British television series

On The Move is a British television series made by the BBC and first broadcast in 1975 and 1976, on Sunday teatimes, in 50 ten-minute episodes. On the surface a lightweight soap opera, it was in fact an educational programme aimed at adults with literacy problems, and linked to a national campaign at the time. Up to 17 million people watched the series, and it was credited with removing some of the stigma attached to illiteracy. It was produced by David Hargreaves and directed by Barbara Derkow.

==Content==
The running narrative features the characters of Alf (Bob Hoskins), a removal man who has problems reading and writing, and his colleague and friend Bert (Donald Gee). This narrative is interspersed with sketches and exercises featuring actors including Nigel Stock, Patricia Hayes, Martin Shaw, Polly James, Gay Hamilton, Mel Martin, Rosemary Leach, and Norman Rossington.

==Production==
The series was partially inspired by the Italian series, Non è mai troppo tardi ("It's never too late"), broadcast 1960–1968, and similarly devised to address problems of illiteracy.

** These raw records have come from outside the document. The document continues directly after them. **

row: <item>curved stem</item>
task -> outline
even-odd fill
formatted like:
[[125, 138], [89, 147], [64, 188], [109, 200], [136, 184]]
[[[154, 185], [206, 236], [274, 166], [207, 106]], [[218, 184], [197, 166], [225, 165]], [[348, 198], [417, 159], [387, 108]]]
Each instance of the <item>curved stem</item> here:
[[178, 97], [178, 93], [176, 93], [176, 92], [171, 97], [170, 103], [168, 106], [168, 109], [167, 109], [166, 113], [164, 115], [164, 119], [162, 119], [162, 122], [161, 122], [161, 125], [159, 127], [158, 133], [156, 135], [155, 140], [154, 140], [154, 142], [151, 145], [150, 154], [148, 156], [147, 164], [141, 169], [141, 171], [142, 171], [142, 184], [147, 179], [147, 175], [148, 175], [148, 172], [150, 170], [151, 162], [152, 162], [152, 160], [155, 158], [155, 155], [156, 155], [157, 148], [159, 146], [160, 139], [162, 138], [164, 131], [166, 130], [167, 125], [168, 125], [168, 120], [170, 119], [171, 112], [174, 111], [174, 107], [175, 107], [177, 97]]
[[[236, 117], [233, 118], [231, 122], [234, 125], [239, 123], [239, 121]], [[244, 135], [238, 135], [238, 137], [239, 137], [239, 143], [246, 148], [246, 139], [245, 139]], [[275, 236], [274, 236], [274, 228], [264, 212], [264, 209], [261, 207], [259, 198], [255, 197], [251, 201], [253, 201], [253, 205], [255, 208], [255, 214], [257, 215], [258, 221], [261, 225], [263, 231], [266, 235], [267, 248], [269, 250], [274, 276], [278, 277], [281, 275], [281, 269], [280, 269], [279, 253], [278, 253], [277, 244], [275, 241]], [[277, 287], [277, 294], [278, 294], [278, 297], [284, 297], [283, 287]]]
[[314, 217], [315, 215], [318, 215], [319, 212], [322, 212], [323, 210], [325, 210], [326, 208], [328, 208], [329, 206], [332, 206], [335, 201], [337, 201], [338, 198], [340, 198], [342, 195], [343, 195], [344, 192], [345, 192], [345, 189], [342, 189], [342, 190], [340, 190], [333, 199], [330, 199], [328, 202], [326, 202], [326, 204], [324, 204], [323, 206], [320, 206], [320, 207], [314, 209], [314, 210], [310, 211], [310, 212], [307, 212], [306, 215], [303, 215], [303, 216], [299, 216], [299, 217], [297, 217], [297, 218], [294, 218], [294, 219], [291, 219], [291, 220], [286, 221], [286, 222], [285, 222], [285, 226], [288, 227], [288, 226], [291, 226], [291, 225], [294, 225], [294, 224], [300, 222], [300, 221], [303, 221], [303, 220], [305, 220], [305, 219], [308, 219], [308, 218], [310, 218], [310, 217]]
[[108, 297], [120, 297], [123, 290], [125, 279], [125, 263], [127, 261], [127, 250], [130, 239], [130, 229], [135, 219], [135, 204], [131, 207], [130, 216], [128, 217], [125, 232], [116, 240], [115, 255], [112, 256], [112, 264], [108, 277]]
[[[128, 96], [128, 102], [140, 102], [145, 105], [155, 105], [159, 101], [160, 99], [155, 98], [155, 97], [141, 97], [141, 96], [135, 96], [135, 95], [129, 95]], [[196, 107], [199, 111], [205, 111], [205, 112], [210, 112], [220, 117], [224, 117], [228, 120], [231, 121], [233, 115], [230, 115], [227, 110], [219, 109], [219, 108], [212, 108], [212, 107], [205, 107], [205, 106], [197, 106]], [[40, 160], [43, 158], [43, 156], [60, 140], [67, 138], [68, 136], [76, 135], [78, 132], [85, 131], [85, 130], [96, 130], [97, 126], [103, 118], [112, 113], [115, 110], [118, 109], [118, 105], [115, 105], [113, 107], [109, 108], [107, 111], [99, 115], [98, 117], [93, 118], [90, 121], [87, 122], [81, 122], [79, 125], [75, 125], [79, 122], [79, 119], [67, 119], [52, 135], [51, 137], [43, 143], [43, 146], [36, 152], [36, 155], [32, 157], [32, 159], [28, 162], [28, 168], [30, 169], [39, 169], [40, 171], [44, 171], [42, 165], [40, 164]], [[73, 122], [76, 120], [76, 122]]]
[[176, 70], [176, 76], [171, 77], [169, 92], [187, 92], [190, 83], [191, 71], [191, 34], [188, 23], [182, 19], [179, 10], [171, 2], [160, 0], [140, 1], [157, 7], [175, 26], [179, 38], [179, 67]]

The show was written by Barry Took. The theme tune, "On the Move", was composed by Alan Hawkshaw and R. Tempest, and sung by The Dooleys.

==Successors==
The series had two BBC follow-ups: Your Move (1976–1977), which was again written by Took, and Write Away (1979–1980), which was presented by Took.

==Cultural references==
- In The Dead of Jericho (1981), the fifth novel in the Inspector Morse series by Colin Dexter, Morse discovers some On the Move publicity leaflets in the house of George Jackson, a murder victim. The find (and the absence of books in the house) persuades him that Jackson was probably functionally illiterate, and therefore not responsible for a blackmail note sent earlier in the story.